Unless otherwise limited by court order, the scope of discovery is as follows: Parties may obtain discovery regarding any nonprivileged matter that is relevant to any party's claim or defense and proportional to the needs of the case, considering the importance of the issues at stake in the action, the amount in controversy, the parties' relative access to relevant information, the parties' resources, the importance of the discovery in resolving the issues, and whether the burden or expense of the proposed discovery outweighs its likely benefit. Information within this scope of discovery need not be admissible in evidence to be discoverable.

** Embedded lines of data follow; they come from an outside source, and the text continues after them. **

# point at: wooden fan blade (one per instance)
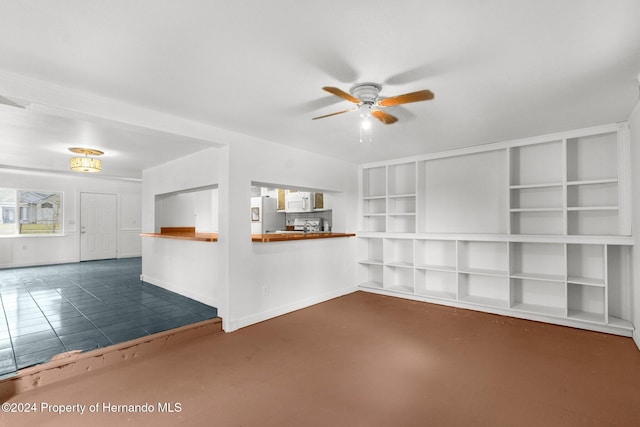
(385, 118)
(333, 114)
(342, 94)
(422, 95)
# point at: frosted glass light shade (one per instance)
(86, 164)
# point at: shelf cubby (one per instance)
(398, 278)
(437, 255)
(537, 197)
(593, 222)
(402, 179)
(370, 250)
(437, 284)
(586, 264)
(546, 221)
(398, 252)
(537, 296)
(374, 205)
(405, 204)
(587, 194)
(374, 222)
(485, 258)
(537, 164)
(370, 275)
(402, 223)
(374, 182)
(483, 290)
(537, 261)
(586, 303)
(592, 157)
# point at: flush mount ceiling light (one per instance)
(86, 163)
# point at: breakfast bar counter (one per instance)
(286, 237)
(183, 233)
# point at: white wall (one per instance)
(269, 279)
(250, 282)
(189, 268)
(634, 124)
(38, 250)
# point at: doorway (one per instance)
(98, 226)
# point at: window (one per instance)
(30, 212)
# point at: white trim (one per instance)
(533, 238)
(235, 324)
(598, 327)
(493, 146)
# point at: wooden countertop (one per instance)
(285, 237)
(183, 233)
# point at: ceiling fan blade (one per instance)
(422, 95)
(342, 94)
(385, 118)
(333, 114)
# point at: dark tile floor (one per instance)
(82, 306)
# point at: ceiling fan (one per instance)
(369, 103)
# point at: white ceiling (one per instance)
(500, 70)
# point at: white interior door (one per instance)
(98, 228)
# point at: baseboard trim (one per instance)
(235, 324)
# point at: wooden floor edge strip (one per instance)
(72, 363)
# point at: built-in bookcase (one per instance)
(561, 254)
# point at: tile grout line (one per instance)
(6, 321)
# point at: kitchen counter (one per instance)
(183, 233)
(285, 237)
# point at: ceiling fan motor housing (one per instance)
(366, 92)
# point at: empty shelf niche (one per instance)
(437, 255)
(402, 179)
(374, 181)
(586, 282)
(437, 284)
(536, 164)
(483, 258)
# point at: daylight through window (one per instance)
(30, 212)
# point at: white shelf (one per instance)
(545, 235)
(539, 309)
(370, 262)
(586, 281)
(400, 288)
(483, 272)
(594, 181)
(438, 294)
(534, 186)
(539, 276)
(593, 208)
(536, 210)
(491, 302)
(401, 196)
(446, 268)
(586, 316)
(399, 264)
(374, 285)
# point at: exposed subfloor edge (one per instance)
(73, 363)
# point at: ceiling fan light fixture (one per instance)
(86, 163)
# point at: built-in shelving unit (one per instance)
(552, 216)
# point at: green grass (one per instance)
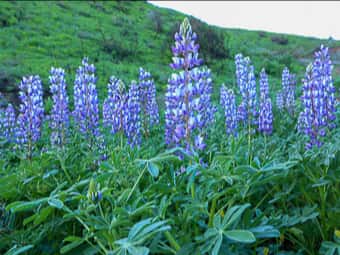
(121, 36)
(273, 197)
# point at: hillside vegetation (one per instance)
(122, 36)
(174, 167)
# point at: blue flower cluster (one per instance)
(114, 104)
(227, 100)
(245, 78)
(8, 123)
(31, 112)
(287, 94)
(59, 119)
(318, 99)
(188, 98)
(265, 120)
(149, 106)
(86, 109)
(132, 115)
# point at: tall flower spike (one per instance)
(246, 81)
(7, 123)
(228, 103)
(323, 68)
(188, 98)
(264, 85)
(149, 106)
(266, 117)
(288, 90)
(114, 104)
(86, 111)
(265, 120)
(132, 118)
(279, 100)
(59, 119)
(318, 99)
(31, 112)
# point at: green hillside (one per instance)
(121, 36)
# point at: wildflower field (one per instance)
(196, 168)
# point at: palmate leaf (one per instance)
(213, 237)
(18, 250)
(138, 235)
(241, 236)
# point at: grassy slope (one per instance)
(119, 37)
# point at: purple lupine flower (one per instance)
(265, 120)
(279, 100)
(241, 113)
(31, 112)
(318, 99)
(313, 112)
(114, 104)
(59, 119)
(132, 116)
(188, 97)
(149, 106)
(246, 81)
(264, 85)
(8, 123)
(266, 117)
(323, 68)
(199, 142)
(288, 90)
(86, 110)
(228, 103)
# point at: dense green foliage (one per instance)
(265, 195)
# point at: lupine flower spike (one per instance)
(86, 111)
(59, 119)
(132, 116)
(114, 104)
(265, 115)
(318, 99)
(31, 112)
(228, 103)
(149, 106)
(188, 98)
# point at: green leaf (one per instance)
(153, 169)
(15, 250)
(75, 243)
(242, 236)
(233, 215)
(55, 203)
(20, 206)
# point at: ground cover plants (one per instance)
(255, 172)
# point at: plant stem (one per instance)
(172, 241)
(212, 211)
(135, 185)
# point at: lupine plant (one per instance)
(149, 106)
(31, 113)
(8, 123)
(132, 116)
(86, 109)
(265, 120)
(246, 82)
(279, 101)
(288, 91)
(113, 106)
(318, 99)
(59, 119)
(227, 100)
(187, 100)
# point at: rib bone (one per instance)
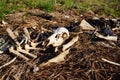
(69, 44)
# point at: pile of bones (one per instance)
(57, 42)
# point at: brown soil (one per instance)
(84, 61)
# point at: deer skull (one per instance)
(57, 38)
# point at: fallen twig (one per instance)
(111, 62)
(8, 63)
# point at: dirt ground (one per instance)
(84, 62)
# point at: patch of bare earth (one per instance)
(84, 62)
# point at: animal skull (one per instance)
(57, 38)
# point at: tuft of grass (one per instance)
(67, 4)
(107, 7)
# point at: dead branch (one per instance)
(8, 63)
(111, 62)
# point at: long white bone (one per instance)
(63, 54)
(110, 38)
(57, 38)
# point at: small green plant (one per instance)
(47, 5)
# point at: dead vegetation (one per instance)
(87, 59)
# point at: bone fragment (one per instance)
(56, 59)
(27, 47)
(11, 49)
(111, 38)
(25, 52)
(26, 33)
(69, 44)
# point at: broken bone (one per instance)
(69, 44)
(57, 38)
(25, 52)
(59, 58)
(110, 38)
(85, 25)
(63, 54)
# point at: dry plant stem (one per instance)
(8, 63)
(17, 53)
(56, 59)
(111, 62)
(11, 34)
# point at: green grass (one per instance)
(107, 7)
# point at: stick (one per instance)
(8, 63)
(111, 62)
(17, 53)
(11, 34)
(69, 44)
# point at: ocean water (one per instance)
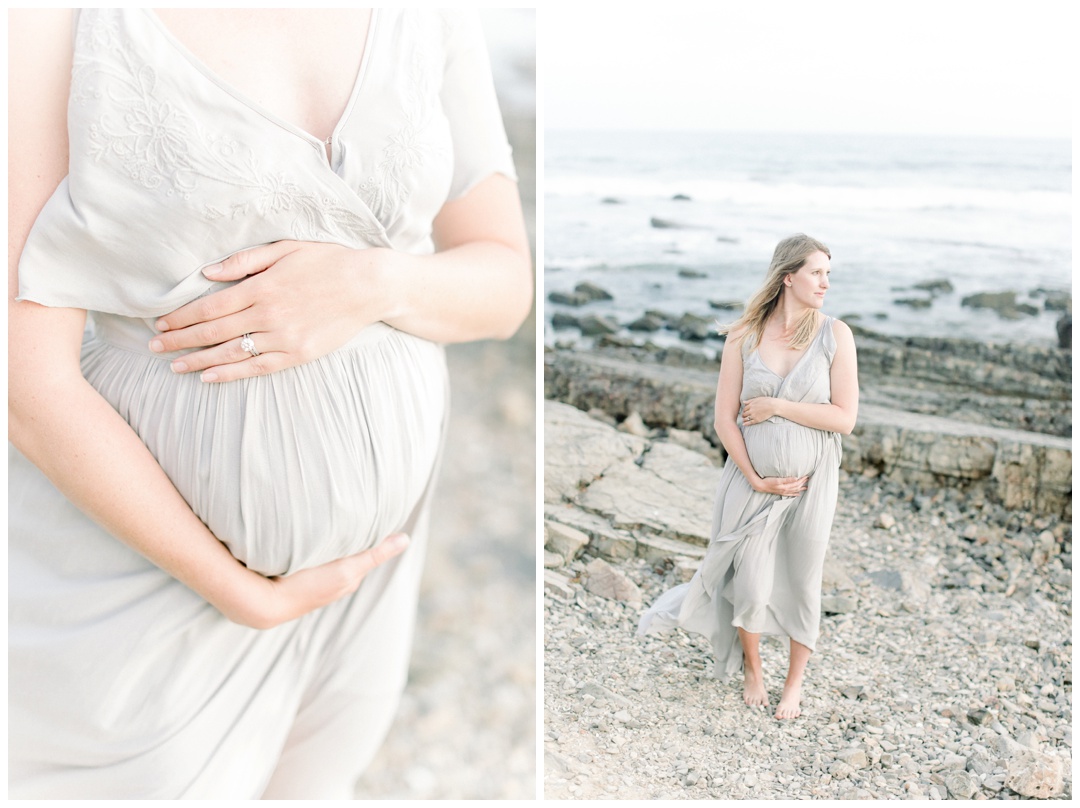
(988, 215)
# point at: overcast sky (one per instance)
(948, 67)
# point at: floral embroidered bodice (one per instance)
(172, 169)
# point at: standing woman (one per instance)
(237, 239)
(788, 389)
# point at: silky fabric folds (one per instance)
(123, 683)
(761, 570)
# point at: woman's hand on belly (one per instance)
(755, 411)
(298, 301)
(282, 600)
(780, 486)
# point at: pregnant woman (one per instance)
(788, 374)
(237, 239)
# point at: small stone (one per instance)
(854, 757)
(633, 425)
(841, 770)
(980, 717)
(592, 292)
(607, 581)
(557, 584)
(1035, 775)
(838, 605)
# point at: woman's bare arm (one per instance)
(727, 411)
(304, 300)
(837, 416)
(62, 425)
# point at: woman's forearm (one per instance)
(475, 291)
(827, 417)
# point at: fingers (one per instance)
(220, 304)
(218, 330)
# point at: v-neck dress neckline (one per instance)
(817, 336)
(243, 98)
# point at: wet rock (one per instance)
(565, 541)
(937, 286)
(1002, 303)
(694, 327)
(634, 426)
(579, 449)
(563, 320)
(914, 303)
(980, 717)
(607, 581)
(661, 495)
(568, 298)
(692, 441)
(1065, 331)
(1055, 299)
(664, 224)
(647, 323)
(592, 292)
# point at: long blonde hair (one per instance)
(787, 258)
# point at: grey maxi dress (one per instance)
(122, 682)
(763, 568)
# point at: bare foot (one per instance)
(788, 707)
(754, 692)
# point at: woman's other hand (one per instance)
(759, 409)
(282, 600)
(298, 301)
(780, 486)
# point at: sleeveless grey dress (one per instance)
(122, 682)
(763, 568)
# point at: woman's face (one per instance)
(809, 283)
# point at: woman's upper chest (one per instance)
(298, 64)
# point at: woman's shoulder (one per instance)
(840, 330)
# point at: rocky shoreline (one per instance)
(944, 667)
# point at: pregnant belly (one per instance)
(297, 468)
(783, 448)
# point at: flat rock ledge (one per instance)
(1017, 469)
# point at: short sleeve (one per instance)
(469, 102)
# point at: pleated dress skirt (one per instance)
(126, 684)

Fed. R. Civ. P. 26(b)(1). This Court has explained that “[i]n the discovery context, ‘relevancy is broadly construed and a request for discovery should be considered relevant if there is any possibility that the information sought may be relevant to the claim or defense of any party.’” Quality Constr. & Prod., LLC v. Collins, 2021 WL 3520626, at *2 (W.D. La. Aug. 10, 2021). A party seeking a Rule 26(c) protective order prohibiting deposition testimony and document production must establish good cause and a specific need for

2 protection. Ferko v. Nat'l Ass'n for Stock Car Auto Racing, Inc., 218 F.R.D. 125, 133 (E.D. Tex. 2003), citing Landry v. Air Line Pilots Ass'n, 901 F.2d 404, 435 (5th

Cir.1990). “Good cause” exists when justice requires the protection of “a party or person from annoyance, embarrassment, oppression, or undue burden or expense.” See Landry, 901 F.2d at 435, quoting Fed. R. Civ. P. 26(c). The burden is upon the

movant to prove the necessity of a protective order, “which contemplates a particular and specific demonstration of fact as distinguished from stereotyped and conclusory statements.” United States v. Garrett, 571 F.2d 1323, 1326 n. 3 (5th Cir.1978) (citations omitted). If both of these requirements are proven, the court may “make

any order which justice requires to protect a party or person from annoyance, embarrassment, oppression, or undue burden and expense.” Fed R. Civ. P. 26(c). If a district court denies a motion for a protective order in whole or in part, the court

may, “on such terms and conditions as are just, order that any party or other person provide or permit discovery.” Id. In deciding whether to grant a motion for a protective order, the court has significant discretion. Ferko, 218 F.R.D. at 133, citing Harris v. Amoco Prod. Co., 768 F.2d 669, 684 (5th Cir.1985).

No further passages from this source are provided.